13. En conséquence, la Commission a convoqué M. Gogos à une deuxième épreuve orale le 25 septembre 2000, à laquelle il a de nouveau échoué.

14. Le requérant a également saisi le Tribunal de cette deuxième décision du jury. Lors de la procédure devant le Tribunal, les parties ont passé un accord amiable, par lequel M. Gogos se désistait de ses conclusions en annulation de la décision du jury et en indemnisation, en échange de quoi la Commission s’engageait à organiser une troisième épreuve orale pour M. Gogos et à prendre en charge les dépens récupérables de celui-ci (6).

15. M. Gogos ayant finalement réussi la troisième épreuve orale le 8 novembre 2002, la Commission l’a informé, par lettre du 15 novembre 2002, que son nom avait été inscrit sur la liste d’aptitude du concours COM/A/17/96.

16. M. Gogos a alors été nommé fonctionnaire de catégorie A, avec effet au 1er avril 2003. Le 31 mars 2003, il a été informé de la décision de l’autorité investie du pouvoir de nomination de le classer au troisième échelon du grade A 7 (ci-après la «décision de classement»).

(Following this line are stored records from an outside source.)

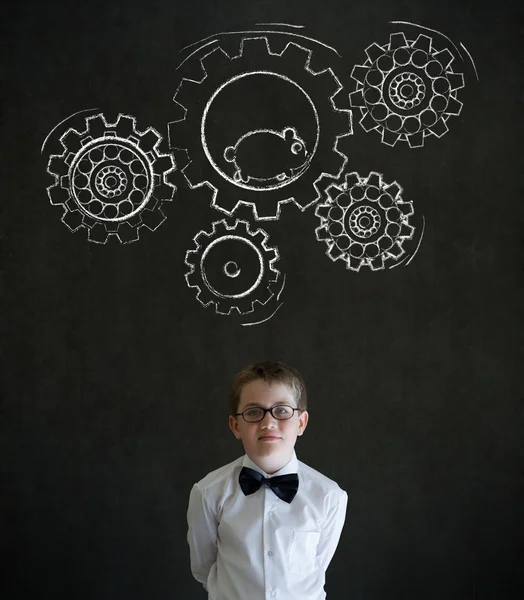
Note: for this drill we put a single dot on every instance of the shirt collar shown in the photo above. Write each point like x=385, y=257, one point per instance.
x=291, y=467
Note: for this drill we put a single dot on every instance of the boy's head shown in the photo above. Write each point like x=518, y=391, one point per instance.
x=274, y=385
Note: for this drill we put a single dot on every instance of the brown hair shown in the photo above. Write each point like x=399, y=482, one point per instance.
x=269, y=371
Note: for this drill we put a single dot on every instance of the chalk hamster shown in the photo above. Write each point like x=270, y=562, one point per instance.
x=287, y=150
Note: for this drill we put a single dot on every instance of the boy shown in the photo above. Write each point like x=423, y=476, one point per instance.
x=266, y=525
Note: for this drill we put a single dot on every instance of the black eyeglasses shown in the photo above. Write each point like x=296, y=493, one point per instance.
x=256, y=413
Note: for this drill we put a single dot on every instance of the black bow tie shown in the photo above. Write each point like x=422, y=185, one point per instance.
x=284, y=486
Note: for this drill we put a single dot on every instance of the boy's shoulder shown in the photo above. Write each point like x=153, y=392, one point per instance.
x=318, y=480
x=218, y=475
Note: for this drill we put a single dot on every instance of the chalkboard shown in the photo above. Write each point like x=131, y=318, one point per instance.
x=189, y=187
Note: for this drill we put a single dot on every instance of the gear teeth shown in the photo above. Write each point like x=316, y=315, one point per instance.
x=322, y=210
x=456, y=81
x=353, y=263
x=265, y=296
x=389, y=138
x=375, y=179
x=127, y=234
x=56, y=166
x=255, y=45
x=193, y=174
x=328, y=82
x=423, y=42
x=352, y=179
x=368, y=123
x=259, y=237
x=96, y=126
x=71, y=140
x=231, y=45
x=322, y=234
x=373, y=52
x=268, y=209
x=359, y=73
x=243, y=227
x=406, y=208
x=58, y=195
x=228, y=204
x=406, y=231
x=439, y=129
x=445, y=57
x=416, y=140
x=394, y=190
x=297, y=55
x=454, y=107
x=153, y=219
x=72, y=219
x=98, y=234
x=356, y=99
x=149, y=140
x=396, y=251
x=377, y=263
x=125, y=126
x=397, y=40
x=340, y=101
x=177, y=133
x=163, y=164
x=164, y=192
x=334, y=253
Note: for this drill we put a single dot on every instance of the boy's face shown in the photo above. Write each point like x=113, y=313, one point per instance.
x=266, y=395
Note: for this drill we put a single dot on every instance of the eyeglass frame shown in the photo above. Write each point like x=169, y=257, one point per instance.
x=268, y=410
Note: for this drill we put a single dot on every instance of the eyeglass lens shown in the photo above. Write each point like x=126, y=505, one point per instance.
x=280, y=412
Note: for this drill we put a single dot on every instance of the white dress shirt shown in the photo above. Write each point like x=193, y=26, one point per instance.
x=259, y=547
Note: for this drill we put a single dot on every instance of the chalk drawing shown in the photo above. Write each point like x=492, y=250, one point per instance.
x=365, y=222
x=111, y=179
x=230, y=190
x=293, y=156
x=233, y=267
x=407, y=90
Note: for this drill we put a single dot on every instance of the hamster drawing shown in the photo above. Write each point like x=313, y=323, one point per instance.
x=287, y=150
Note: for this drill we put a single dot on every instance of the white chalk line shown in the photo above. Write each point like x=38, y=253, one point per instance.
x=63, y=121
x=194, y=52
x=262, y=31
x=282, y=288
x=471, y=59
x=399, y=263
x=429, y=29
x=419, y=242
x=264, y=320
x=283, y=25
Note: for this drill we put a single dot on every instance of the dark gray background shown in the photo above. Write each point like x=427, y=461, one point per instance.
x=115, y=378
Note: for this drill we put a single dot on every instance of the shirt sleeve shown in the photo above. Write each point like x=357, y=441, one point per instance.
x=201, y=536
x=331, y=532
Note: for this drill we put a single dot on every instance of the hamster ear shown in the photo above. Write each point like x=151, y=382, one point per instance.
x=289, y=133
x=230, y=154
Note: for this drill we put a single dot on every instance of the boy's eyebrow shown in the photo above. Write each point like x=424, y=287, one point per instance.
x=259, y=405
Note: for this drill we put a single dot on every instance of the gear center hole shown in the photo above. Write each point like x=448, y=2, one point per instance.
x=406, y=91
x=231, y=269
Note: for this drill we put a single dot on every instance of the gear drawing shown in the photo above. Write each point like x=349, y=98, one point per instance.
x=407, y=90
x=265, y=195
x=232, y=267
x=365, y=222
x=111, y=179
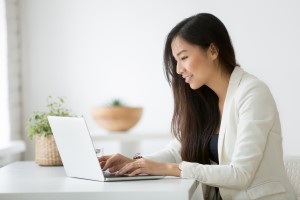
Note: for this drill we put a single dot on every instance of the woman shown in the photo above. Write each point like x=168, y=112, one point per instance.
x=225, y=120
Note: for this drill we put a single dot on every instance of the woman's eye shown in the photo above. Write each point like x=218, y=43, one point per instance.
x=183, y=58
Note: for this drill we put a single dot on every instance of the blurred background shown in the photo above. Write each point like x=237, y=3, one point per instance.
x=92, y=51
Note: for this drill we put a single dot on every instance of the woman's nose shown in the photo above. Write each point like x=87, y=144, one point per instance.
x=179, y=68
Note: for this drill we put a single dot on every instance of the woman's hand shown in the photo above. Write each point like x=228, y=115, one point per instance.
x=113, y=162
x=150, y=167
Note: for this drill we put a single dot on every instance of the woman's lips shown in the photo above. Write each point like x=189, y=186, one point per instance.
x=187, y=78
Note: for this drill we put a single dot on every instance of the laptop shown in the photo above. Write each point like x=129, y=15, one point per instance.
x=77, y=151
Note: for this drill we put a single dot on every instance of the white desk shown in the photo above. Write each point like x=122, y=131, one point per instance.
x=26, y=180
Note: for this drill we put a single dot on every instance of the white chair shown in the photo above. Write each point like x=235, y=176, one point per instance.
x=292, y=166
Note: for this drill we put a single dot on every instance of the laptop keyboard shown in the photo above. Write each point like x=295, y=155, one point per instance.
x=112, y=175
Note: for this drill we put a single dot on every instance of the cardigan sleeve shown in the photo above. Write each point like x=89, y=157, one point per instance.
x=256, y=112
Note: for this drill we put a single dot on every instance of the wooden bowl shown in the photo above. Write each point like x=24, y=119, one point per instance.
x=117, y=118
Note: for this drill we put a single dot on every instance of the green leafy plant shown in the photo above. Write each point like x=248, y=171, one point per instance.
x=38, y=122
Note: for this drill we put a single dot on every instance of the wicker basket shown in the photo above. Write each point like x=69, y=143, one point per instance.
x=46, y=152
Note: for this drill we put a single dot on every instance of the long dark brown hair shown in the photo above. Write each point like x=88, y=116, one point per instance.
x=196, y=112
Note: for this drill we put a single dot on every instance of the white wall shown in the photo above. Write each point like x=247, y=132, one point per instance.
x=93, y=51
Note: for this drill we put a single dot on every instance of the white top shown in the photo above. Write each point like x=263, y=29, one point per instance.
x=249, y=147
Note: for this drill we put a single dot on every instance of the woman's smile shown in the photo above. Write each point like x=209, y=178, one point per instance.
x=187, y=78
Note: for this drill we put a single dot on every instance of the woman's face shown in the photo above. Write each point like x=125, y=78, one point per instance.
x=194, y=64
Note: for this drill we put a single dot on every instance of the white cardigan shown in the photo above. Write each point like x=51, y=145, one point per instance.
x=249, y=147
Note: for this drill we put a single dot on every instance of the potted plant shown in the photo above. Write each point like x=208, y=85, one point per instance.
x=116, y=116
x=46, y=152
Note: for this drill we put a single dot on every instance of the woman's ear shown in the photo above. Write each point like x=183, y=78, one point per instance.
x=213, y=51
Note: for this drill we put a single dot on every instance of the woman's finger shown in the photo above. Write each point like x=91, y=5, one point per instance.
x=130, y=167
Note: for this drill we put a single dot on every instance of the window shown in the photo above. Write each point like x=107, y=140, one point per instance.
x=4, y=112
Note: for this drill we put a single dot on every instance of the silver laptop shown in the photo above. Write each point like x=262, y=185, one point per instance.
x=77, y=151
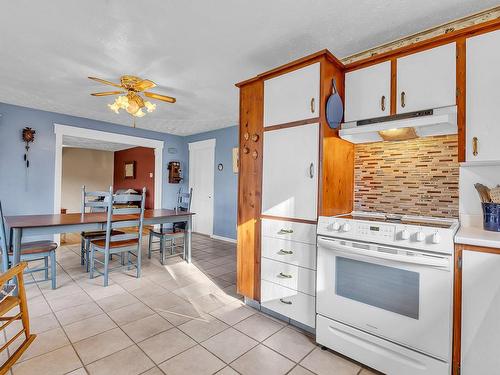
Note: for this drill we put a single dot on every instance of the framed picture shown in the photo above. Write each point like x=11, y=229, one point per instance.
x=129, y=169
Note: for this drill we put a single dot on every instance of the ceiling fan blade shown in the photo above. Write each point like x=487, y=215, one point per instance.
x=164, y=98
x=108, y=93
x=105, y=82
x=144, y=85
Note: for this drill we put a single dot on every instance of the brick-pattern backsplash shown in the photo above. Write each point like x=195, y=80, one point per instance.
x=415, y=177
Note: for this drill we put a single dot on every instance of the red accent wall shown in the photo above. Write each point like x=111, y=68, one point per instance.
x=144, y=165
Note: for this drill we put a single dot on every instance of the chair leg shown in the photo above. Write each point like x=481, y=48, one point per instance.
x=162, y=249
x=139, y=260
x=82, y=251
x=53, y=268
x=150, y=244
x=90, y=263
x=106, y=267
x=87, y=248
x=46, y=265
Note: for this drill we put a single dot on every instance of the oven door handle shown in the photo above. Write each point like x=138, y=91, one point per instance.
x=334, y=245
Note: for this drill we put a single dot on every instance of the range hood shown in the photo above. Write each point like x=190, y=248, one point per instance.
x=431, y=122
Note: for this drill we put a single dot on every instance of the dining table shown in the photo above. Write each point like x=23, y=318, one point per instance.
x=52, y=224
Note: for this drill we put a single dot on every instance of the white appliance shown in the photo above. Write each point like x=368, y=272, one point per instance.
x=426, y=123
x=384, y=291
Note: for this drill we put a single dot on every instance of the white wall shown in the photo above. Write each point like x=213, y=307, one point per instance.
x=92, y=168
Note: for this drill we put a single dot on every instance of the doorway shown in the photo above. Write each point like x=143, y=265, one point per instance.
x=201, y=180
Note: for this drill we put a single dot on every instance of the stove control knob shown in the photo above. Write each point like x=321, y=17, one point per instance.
x=346, y=227
x=420, y=236
x=405, y=234
x=436, y=238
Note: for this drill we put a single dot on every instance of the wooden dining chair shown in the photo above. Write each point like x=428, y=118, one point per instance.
x=168, y=236
x=92, y=201
x=8, y=304
x=126, y=245
x=31, y=252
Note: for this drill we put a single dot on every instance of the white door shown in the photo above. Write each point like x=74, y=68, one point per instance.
x=480, y=312
x=201, y=180
x=426, y=80
x=482, y=102
x=368, y=92
x=290, y=172
x=293, y=96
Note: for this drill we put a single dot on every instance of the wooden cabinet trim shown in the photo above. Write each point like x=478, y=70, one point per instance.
x=292, y=219
x=313, y=120
x=457, y=301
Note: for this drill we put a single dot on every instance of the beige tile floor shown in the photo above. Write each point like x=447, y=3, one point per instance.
x=176, y=319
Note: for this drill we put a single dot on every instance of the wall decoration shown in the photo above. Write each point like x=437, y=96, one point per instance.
x=174, y=172
x=129, y=170
x=28, y=137
x=236, y=159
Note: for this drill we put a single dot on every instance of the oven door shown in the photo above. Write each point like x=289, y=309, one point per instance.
x=401, y=295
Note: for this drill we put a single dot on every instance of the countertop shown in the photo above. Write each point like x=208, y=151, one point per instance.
x=477, y=236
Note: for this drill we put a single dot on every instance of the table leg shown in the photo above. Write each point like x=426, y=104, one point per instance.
x=188, y=239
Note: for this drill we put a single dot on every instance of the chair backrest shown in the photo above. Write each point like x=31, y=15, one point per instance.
x=119, y=204
x=94, y=201
x=3, y=242
x=184, y=200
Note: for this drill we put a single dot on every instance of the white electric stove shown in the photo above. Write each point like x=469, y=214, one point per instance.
x=384, y=290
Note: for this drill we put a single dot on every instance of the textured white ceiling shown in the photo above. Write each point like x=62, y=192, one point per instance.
x=69, y=141
x=194, y=50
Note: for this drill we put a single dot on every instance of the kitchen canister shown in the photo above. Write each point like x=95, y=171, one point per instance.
x=491, y=216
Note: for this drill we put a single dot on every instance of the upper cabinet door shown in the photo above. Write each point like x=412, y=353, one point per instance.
x=426, y=80
x=368, y=92
x=293, y=96
x=290, y=172
x=482, y=98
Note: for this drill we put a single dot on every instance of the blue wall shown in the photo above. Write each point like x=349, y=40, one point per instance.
x=34, y=193
x=226, y=182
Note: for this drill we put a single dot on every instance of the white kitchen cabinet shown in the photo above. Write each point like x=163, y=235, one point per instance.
x=482, y=99
x=290, y=172
x=293, y=96
x=480, y=312
x=368, y=92
x=427, y=80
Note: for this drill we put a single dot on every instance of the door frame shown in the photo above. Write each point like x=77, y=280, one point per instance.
x=74, y=131
x=208, y=143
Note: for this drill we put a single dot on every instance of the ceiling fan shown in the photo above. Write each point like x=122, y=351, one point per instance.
x=131, y=101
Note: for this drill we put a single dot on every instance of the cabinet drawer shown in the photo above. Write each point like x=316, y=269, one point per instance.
x=291, y=252
x=288, y=302
x=293, y=277
x=289, y=230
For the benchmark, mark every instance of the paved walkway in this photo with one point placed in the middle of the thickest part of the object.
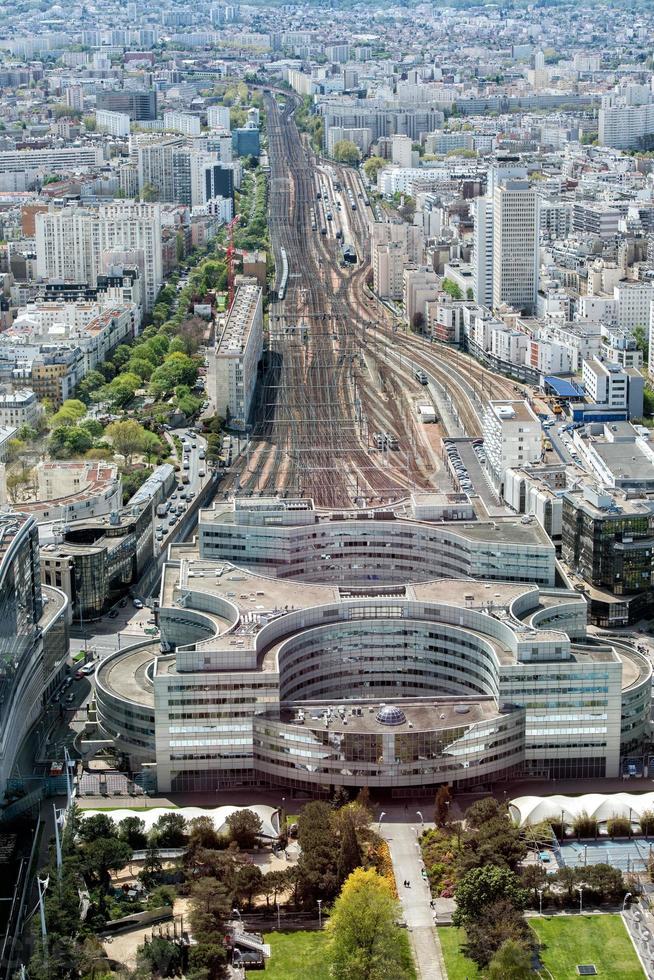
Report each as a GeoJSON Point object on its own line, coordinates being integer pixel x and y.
{"type": "Point", "coordinates": [401, 836]}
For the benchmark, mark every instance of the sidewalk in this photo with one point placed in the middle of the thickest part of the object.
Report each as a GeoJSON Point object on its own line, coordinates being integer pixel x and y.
{"type": "Point", "coordinates": [402, 840]}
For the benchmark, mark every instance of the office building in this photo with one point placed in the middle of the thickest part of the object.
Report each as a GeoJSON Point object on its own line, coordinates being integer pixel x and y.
{"type": "Point", "coordinates": [238, 352]}
{"type": "Point", "coordinates": [607, 383]}
{"type": "Point", "coordinates": [515, 245]}
{"type": "Point", "coordinates": [607, 542]}
{"type": "Point", "coordinates": [273, 678]}
{"type": "Point", "coordinates": [137, 104]}
{"type": "Point", "coordinates": [218, 117]}
{"type": "Point", "coordinates": [512, 437]}
{"type": "Point", "coordinates": [34, 638]}
{"type": "Point", "coordinates": [114, 123]}
{"type": "Point", "coordinates": [99, 558]}
{"type": "Point", "coordinates": [627, 127]}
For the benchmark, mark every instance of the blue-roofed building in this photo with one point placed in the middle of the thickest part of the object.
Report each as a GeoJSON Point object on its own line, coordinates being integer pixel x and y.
{"type": "Point", "coordinates": [562, 388]}
{"type": "Point", "coordinates": [246, 142]}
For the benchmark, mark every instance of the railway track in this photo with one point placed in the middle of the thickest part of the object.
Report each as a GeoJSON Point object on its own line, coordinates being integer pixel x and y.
{"type": "Point", "coordinates": [310, 433]}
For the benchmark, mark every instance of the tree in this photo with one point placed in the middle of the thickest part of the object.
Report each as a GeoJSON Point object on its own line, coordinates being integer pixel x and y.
{"type": "Point", "coordinates": [248, 882]}
{"type": "Point", "coordinates": [511, 962]}
{"type": "Point", "coordinates": [345, 151]}
{"type": "Point", "coordinates": [244, 828]}
{"type": "Point", "coordinates": [140, 367]}
{"type": "Point", "coordinates": [480, 887]}
{"type": "Point", "coordinates": [209, 908]}
{"type": "Point", "coordinates": [70, 413]}
{"type": "Point", "coordinates": [372, 167]}
{"type": "Point", "coordinates": [533, 876]}
{"type": "Point", "coordinates": [177, 369]}
{"type": "Point", "coordinates": [127, 437]}
{"type": "Point", "coordinates": [96, 827]}
{"type": "Point", "coordinates": [496, 924]}
{"type": "Point", "coordinates": [442, 805]}
{"type": "Point", "coordinates": [451, 288]}
{"type": "Point", "coordinates": [169, 830]}
{"type": "Point", "coordinates": [132, 831]}
{"type": "Point", "coordinates": [203, 834]}
{"type": "Point", "coordinates": [349, 856]}
{"type": "Point", "coordinates": [316, 866]}
{"type": "Point", "coordinates": [364, 938]}
{"type": "Point", "coordinates": [152, 867]}
{"type": "Point", "coordinates": [273, 883]}
{"type": "Point", "coordinates": [103, 856]}
{"type": "Point", "coordinates": [160, 957]}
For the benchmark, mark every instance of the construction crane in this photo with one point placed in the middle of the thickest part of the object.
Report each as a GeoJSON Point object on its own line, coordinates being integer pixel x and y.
{"type": "Point", "coordinates": [230, 260]}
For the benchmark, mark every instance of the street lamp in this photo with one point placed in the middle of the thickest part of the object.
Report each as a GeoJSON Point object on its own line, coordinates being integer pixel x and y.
{"type": "Point", "coordinates": [580, 889]}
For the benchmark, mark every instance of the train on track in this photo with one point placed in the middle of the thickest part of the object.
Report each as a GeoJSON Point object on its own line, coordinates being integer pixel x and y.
{"type": "Point", "coordinates": [283, 282]}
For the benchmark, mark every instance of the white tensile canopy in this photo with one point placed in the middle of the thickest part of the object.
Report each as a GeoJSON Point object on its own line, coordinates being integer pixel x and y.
{"type": "Point", "coordinates": [528, 810]}
{"type": "Point", "coordinates": [269, 815]}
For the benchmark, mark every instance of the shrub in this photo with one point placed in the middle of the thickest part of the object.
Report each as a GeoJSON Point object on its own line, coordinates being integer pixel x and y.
{"type": "Point", "coordinates": [584, 825]}
{"type": "Point", "coordinates": [647, 822]}
{"type": "Point", "coordinates": [618, 827]}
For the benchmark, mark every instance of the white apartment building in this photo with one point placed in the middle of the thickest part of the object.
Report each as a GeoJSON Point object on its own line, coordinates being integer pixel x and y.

17. Conformément à l’article 90, paragraphe 2, du statut, M. Gogos a introduit, le 30 juin 2003, une réclamation à l’encontre de la décision de classement. À l’appui de sa réclamation, il a invoqué la violation des articles 31 et 45 du statut, de l’article 233 CE ainsi que de l’accord amiable intervenu dans le cadre du procès antérieur (7). Il a fait valoir en substance qu’il devait être placé dans une situation identique à celle qui serait la sienne s’il avait réussi le concours au mois de décembre 1997. La plupart des lauréats de ce concours ayant déjà été promus au grade A 6, M. Gogos a estimé que, pour compenser le retard par rapport à ces collègues, l’autorité investie du pouvoir de nomination devait le classer directement au grade A 6 et non au grade A 7.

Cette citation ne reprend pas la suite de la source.